Le rover Perseverance de la NASA a détecté du carbone organique complexe abondant dans des mudstones au fond du cratère Jezero, la détection de matière organique la plus robuste sur Mars en dehors du cratère Gale. Cette découverte, publiée le 24 juin dans Science Advances et rapportée cette semaine par Ars Technica, est à la fois encourageante et non concluante : le carbone pourrait être les restes d’ancienne vie microbienne, ou il pourrait s’être formé par des processus entièrement non biologiques.
La détection a été réalisée par l’instrument SHERLOC (Scanning Habitable Environments with Raman and Luminescence for Organics and Chemicals), monté sur le bras robotique de Perseverance. SHERLOC utilise la spectroscopie Raman de résonance ultraviolette profonde pour identifier les composés organiques à des concentrations aussi faibles qu’une partie par million.
La cible était un mudstone informellement nommé Cheyava Falls, situé dans l’affleurement Bright Angel de Neretva Vallis, un ancien chenal fluvial qui alimentait autrefois le lac du cratère Jezero.
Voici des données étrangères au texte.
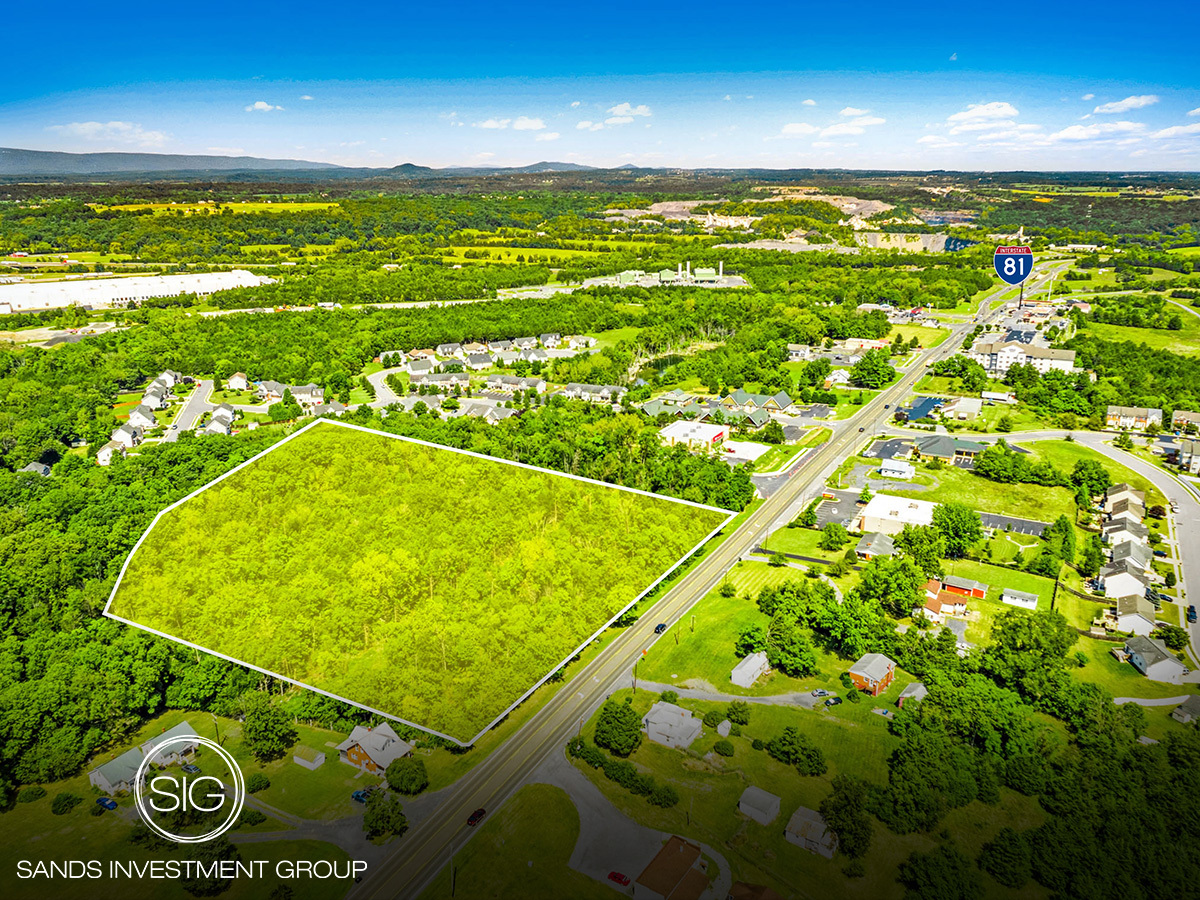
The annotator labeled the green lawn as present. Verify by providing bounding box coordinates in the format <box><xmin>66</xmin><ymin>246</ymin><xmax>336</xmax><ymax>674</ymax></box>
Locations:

Perseverance a abrasé la surface de la roche et a trouvé du carbone macromoléculaire (MMC), un réseau solide réticulé d’atomes de carbone réduits.
« La détection de carbone macromoléculaire sur la surface dépoussiérée, mais autrement non préparée, de la roche Cheyava Falls représente la détection la plus superficielle de matière organique à la surface de Mars », a déclaré Kyle Uckert, directeur-adjoint de SHERLOC au Jet Propulsion Laboratory de la NASA et co-auteur principal de l’étude.
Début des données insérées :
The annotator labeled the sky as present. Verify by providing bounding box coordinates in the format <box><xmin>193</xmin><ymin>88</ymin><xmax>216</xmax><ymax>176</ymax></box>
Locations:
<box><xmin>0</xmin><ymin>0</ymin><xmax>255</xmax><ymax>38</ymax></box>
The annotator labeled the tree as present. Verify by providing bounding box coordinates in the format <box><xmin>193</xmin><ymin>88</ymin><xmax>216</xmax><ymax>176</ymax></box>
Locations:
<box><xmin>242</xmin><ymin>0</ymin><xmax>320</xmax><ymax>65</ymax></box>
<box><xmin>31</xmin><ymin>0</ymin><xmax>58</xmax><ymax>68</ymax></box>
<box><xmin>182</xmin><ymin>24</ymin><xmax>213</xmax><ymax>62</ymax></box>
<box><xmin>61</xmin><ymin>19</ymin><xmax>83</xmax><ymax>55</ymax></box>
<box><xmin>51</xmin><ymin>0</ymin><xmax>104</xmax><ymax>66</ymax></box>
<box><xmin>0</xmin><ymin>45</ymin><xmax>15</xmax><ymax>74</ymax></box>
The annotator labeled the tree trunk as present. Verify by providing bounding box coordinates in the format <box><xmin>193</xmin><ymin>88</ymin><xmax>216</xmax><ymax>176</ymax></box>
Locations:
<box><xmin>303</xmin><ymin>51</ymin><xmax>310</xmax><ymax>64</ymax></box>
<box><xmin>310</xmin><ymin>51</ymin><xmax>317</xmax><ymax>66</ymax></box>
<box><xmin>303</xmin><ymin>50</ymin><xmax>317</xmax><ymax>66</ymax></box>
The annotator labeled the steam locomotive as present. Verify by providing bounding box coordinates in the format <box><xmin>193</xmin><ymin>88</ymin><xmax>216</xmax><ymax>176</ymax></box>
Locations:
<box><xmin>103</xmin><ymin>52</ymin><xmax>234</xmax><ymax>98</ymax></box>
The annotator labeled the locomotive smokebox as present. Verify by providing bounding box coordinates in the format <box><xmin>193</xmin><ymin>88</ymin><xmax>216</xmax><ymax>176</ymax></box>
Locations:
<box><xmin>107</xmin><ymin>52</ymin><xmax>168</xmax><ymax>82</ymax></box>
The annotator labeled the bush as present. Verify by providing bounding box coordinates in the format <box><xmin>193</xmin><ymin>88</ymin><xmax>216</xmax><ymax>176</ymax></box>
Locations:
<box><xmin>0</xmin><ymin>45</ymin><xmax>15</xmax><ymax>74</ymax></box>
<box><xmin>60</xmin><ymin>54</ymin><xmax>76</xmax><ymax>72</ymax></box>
Des centaines de détections
L’équipe SHERLOC a analysé quatre cibles sur trois roches, trouvant des centaines de détections de MMC. Le carbone était associé à des minéraux carbonatés sur une cible et à des minéraux sulfatés sur une autre, suggérant au moins deux événements de mise en place distincts : un dépôt initial lorsque les sédiments se sont déposés dans l’ancien lac, et une altération ultérieure lorsque des fluides ont traversé la roche.
C’est la première détection de carbone macromoléculaire dans des mudstones martiens en dehors du cratère Gale, où le rover Curiosity de la NASA avait précédemment trouvé des composés organiques. Les deux sites sont distants de plus de 3 500 kilomètres, ce qui suggère que des composés organiques complexes étaient largement répartis sur l’ancienne Mars.
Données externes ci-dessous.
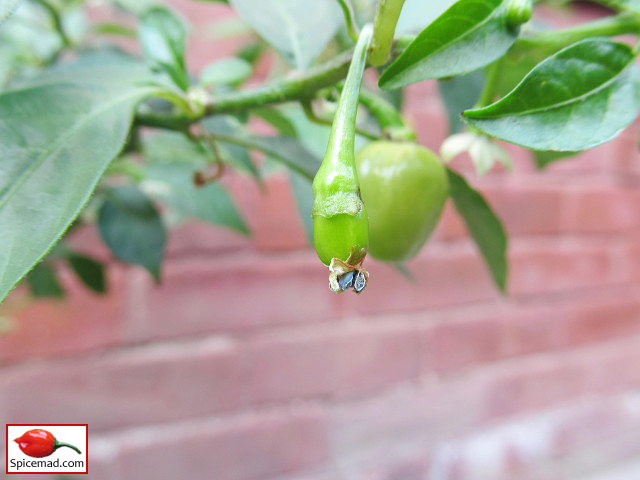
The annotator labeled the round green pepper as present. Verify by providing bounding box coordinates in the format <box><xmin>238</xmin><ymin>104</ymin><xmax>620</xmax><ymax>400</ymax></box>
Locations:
<box><xmin>356</xmin><ymin>141</ymin><xmax>449</xmax><ymax>262</ymax></box>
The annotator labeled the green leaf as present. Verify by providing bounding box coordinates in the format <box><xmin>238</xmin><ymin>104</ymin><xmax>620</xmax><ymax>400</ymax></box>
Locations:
<box><xmin>20</xmin><ymin>51</ymin><xmax>162</xmax><ymax>88</ymax></box>
<box><xmin>447</xmin><ymin>169</ymin><xmax>507</xmax><ymax>292</ymax></box>
<box><xmin>200</xmin><ymin>57</ymin><xmax>253</xmax><ymax>85</ymax></box>
<box><xmin>91</xmin><ymin>22</ymin><xmax>136</xmax><ymax>38</ymax></box>
<box><xmin>138</xmin><ymin>7</ymin><xmax>189</xmax><ymax>90</ymax></box>
<box><xmin>378</xmin><ymin>0</ymin><xmax>518</xmax><ymax>89</ymax></box>
<box><xmin>438</xmin><ymin>71</ymin><xmax>484</xmax><ymax>133</ymax></box>
<box><xmin>140</xmin><ymin>163</ymin><xmax>249</xmax><ymax>235</ymax></box>
<box><xmin>395</xmin><ymin>0</ymin><xmax>457</xmax><ymax>36</ymax></box>
<box><xmin>142</xmin><ymin>129</ymin><xmax>260</xmax><ymax>179</ymax></box>
<box><xmin>229</xmin><ymin>0</ymin><xmax>343</xmax><ymax>69</ymax></box>
<box><xmin>0</xmin><ymin>0</ymin><xmax>22</xmax><ymax>25</ymax></box>
<box><xmin>0</xmin><ymin>83</ymin><xmax>150</xmax><ymax>300</ymax></box>
<box><xmin>25</xmin><ymin>263</ymin><xmax>64</xmax><ymax>298</ymax></box>
<box><xmin>111</xmin><ymin>0</ymin><xmax>162</xmax><ymax>16</ymax></box>
<box><xmin>463</xmin><ymin>39</ymin><xmax>640</xmax><ymax>151</ymax></box>
<box><xmin>98</xmin><ymin>186</ymin><xmax>167</xmax><ymax>282</ymax></box>
<box><xmin>67</xmin><ymin>253</ymin><xmax>107</xmax><ymax>293</ymax></box>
« C’est encourageant pour l’habitabilité martienne », a déclaré Ashley Murphy du Planetary Science Institute, co-auteur principal. « Cela indique qu’il y a des milliards d’années, les composés organiques étaient peut-être plus que localement présents et pouvaient être plus largement disponibles dans les anciens lacs et rivières sur Mars. »
Vie ou pas ?
La spectroscopie Raman seule ne peut déterminer si le carbone organique est biologique. Les paramètres de la bande G du carbone de Cheyava Falls chevauchent à la fois des références biotiques (tapis microbiens, charbons, kérogènes) et des références abiotiques (météorites, roches hydrothermales, la météorite martienne ALH 84001).
« La charge utile du rover Perseverance n’est pas capable d’évaluer si les composés organiques sont dérivés de processus biologiques ou abiologiques », a déclaré Uckert. « Nous ne pouvons pas affirmer que la biologie a joué un rôle dans le carbone organique décrit dans cette étude. »
Cheyava Falls est la même roche qui a fait les gros titres en 2025 pour ses « taches de léopard », des bordures de minéraux de phosphate de fer qui, sur Terre, se forment typiquement par métabolisme microbien. Avec la détection de carbone, la roche détient ce que les scientifiques décrivent comme l’une des plus fortes collections de preuves circonstancielles jamais rassemblées pour une vie martienne passée. Mais les preuves circonstancielles ne sont pas une preuve.
Le problème du retour d’échantillons
Perseverance a mis en cache un échantillon de carotte de Cheyava Falls, nommé Sapphire Canyon, dans le cadre de sa collection de 30 échantillons. Mais avec le programme Mars Sample Return annulé par le Congrès en janvier 2026, il n’existe actuellement aucun plan financé pour récupérer ces échantillons. Déterminer si le carbone est biologique nécessiterait des instruments terrestres, spectrométrie de masse à ions secondaires pour les rapports isotopiques du carbone, et microscopie électronique à haute résolution pour l’analyse de la structure microscopique, qui ne peuvent être miniaturisés pour un rover.
« La présence de matière organique sur Mars n’implique pas nécessairement des processus biologiques », a déclaré Uckert. Mais si le carbone est biologique, ce serait la première preuve de vie extraterrestre. S’il est abiotique, cela améliorerait la compréhension de la façon dont la chimie organique complexe peut fonctionner sans vie. L’une ou l’autre réponse serait transformatrice.